Russian sage (Peroviska atripilifolia) survives Flagstaff’s winds, cold, and sere with flying colors. Of course, it should. It's a native Afghan. When it comes alive in the spring, it slowly sends up its shoots, beginning as blue-lavender and turning brighter in a splendid, almost neon purple. Spreading readily by seed, it may pop up all over throughout the years. As with yarrow, it grows almost anywhere, but prefers, as with yarrow, a well-drained soil. It grows large so leave plenty of space. Bees love Russian sage so it's wise to put it at some distance from the house, the deck, and the patio.

Next is an ancient from Asia Minor, one of the oldest cultivated plants, the old-timer hollyhock (Alcea rosea,) a triple threat as an annual, biennial, and an oxymoronical short-lived perennial. A prolific self-seeder, it can take over a garden, but that's the price of having a plant that can take care of itself. Hollyhocks come in many colors, red, black, pink, white, and blue. Water-wise with roots clear to China, they attract hummingbirds, are a little messy, but are a slothful gardener's dream. Besides, a slothful gardener has no business objecting to a messy plant, especially if it's beautiful. As with yarrow, they look great in the yard, tall and vibrant, and in the house in vases.

There you have it, a bright, colorful, water-wise garden that requires little attention and is far more winsome than gravel, even Sedona pink. By the way, Dr. Botti was successful, I got my shovel foot back.

Copyright © Dana Prom Smith

3 comments:

Anonymous said...

Hi Dana: It would be great if you
would do an ariticle (with photos)
on the noxious weeds that are invading Flagstaff. I see people who have them in their yards as if they are pretty (which they are but....). I'm always tempted to pull them but know the owners might not know they are an invasive species.

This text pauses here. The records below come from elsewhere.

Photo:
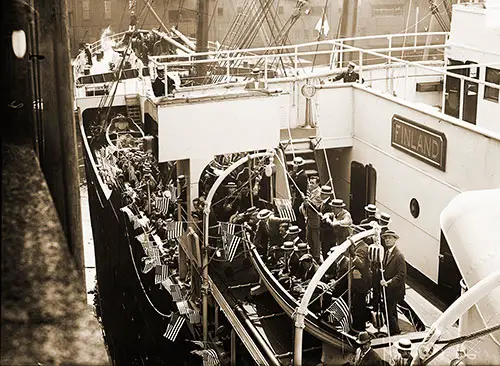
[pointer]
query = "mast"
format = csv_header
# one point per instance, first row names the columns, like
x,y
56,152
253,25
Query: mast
x,y
202,37
348,23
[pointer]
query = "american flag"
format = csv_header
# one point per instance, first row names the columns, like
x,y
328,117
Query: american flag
x,y
226,227
162,204
144,240
183,307
129,213
338,312
175,291
157,240
285,210
167,283
230,246
174,229
194,316
210,356
161,273
152,260
174,327
173,192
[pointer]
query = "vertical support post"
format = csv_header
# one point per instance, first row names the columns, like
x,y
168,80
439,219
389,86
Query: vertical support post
x,y
216,317
406,82
341,61
233,347
295,61
391,69
250,186
360,67
265,71
443,99
461,104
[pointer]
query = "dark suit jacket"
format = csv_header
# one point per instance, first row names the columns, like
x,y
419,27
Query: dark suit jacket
x,y
361,264
371,359
395,274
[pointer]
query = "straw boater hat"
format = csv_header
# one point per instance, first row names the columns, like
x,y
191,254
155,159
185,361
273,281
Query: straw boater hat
x,y
288,245
298,161
385,218
251,210
337,202
390,234
305,257
294,229
326,190
363,337
230,185
264,214
302,246
371,208
404,344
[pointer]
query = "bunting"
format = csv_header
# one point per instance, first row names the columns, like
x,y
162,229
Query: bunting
x,y
174,229
161,274
183,307
226,227
285,210
338,312
230,246
194,316
162,204
209,356
174,327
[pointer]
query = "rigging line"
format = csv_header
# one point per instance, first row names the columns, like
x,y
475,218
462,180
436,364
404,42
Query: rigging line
x,y
140,281
330,178
407,21
320,32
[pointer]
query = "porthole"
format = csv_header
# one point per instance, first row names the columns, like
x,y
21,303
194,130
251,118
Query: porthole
x,y
414,207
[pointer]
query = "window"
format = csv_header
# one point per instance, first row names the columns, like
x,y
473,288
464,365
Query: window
x,y
86,9
492,76
107,9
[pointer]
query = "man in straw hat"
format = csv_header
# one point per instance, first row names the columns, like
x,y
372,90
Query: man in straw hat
x,y
349,76
310,209
340,219
404,357
267,230
394,280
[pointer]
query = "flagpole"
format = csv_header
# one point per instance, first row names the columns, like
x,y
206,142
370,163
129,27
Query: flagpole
x,y
206,216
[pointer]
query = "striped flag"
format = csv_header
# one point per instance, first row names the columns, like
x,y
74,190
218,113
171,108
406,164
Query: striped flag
x,y
162,204
231,245
152,260
175,291
194,317
338,312
167,283
183,307
174,327
226,227
210,356
174,229
144,240
173,192
161,274
285,210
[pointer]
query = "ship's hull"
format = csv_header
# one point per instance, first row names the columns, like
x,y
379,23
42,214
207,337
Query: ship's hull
x,y
131,307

OLD GEEZER'S REPORT said...

Dear Anonymous:

I already have. The title of the article is "From Away" and was posted earlier.

DPS

Anonymous said...

Dear Dana,
I have been experimenting with xeric plants that have the reputation of doing well in this area. The local newspaper has a column by Jon Hammond, a Tehachapi native, who has written about the apparent longevity of hollyhocks here in our mountain valley. On his parents property, there have been hollyhock volunteers growing in the same spot for 80 years. Unfortunately, the plants I set out
only last week, hoping for flowers next spring, have fallen prey to hungry burrowing rodents, in spite of the 3 poison bait traps I have put out for the destructive critters. Any suggestions for xeric plants that are not attractive to rodents while providing nectar for butterflies and/or hummingbirds? So far the only ones I have found that fill those requirements are Penstemon Strictus and columbine.